Oh, they cited law, reviewed cases that aren't really on point, but ultimately, they said he had no right.  Ben Cohen, again, explained why that's such a wrong headed ruling.
But now, judges in these circumstances are given complete freedom to impose what our founders would describe as tyranny on indigent defendants.  For rich defendants, judges face the possibility of supervisory review striking down an unjust punishment.  But for poor defendants, with no means of securing a lawyer, judges are free to do what they will.   And police officers can rest assured that no appellate court will throw out a search, a stop, an arrest for an indigent defendant charged with a petty offense.  Because the indigent defendant has no right to a lawyer.  That is second class justice.  No soup for you.
He's right. But courts screw poor people and criminal defendants all the time.  That's offensive, but I don't know that I'd have written about the case if that's all there were here.  
No, what particularly offends me, what set me off, happened well before the Louisiana Supremes weighed in.  I went ballistic when I saw that the Jefferson Parish Indigent Defender Board - appointed to defend an indigent guy in Jefferson Parish, a guy they'd represented at trial and to whom, presumably (though Louisiana is it's own special legal place they taught us in law school), they had some sort of continuing duty of loyalty - chose not to defend him but to litigate against his interest.  They didn't just refuse the appointment.  They challenged it.  All the way to the Louisiana Supreme Court.
Who the fuck are these people?  And by what mangling of the language do they claim to be an "Indigent Defender Board"?

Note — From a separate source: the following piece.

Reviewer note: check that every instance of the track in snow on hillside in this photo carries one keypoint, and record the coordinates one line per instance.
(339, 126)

Public defenders are routinely called "public pretenders."  They're thought not to be real lawyers.  They're declared unable to get real work.  That's all bullshit.  Public defenders are some of the finest criminal lawyers out there.  They are, as a group, dedicated, passionate, capable, and committed.  Oh, there are real problems.  Some PDs are lazy and incompetent.  Way too many are under resourced.  Some of the offices are badly run.  But as a group - you won't find better lawyers anywhere.
And then there's the Jefferson Parish Indigent Defender Board.
I rarely actively solicit comments, but I will here.  I invite a representative to explain just why it is that they thought it was proper not simply to decline representation with whatever bullshit excuse would satisfy the judge but to litigate against the interest of their former client and the man they were appointed to represent.
I once had a court-appointed case where my client called me a "public offender."
Please.  Tell me one reason why that tag shouldn't be hung on the JPIDB?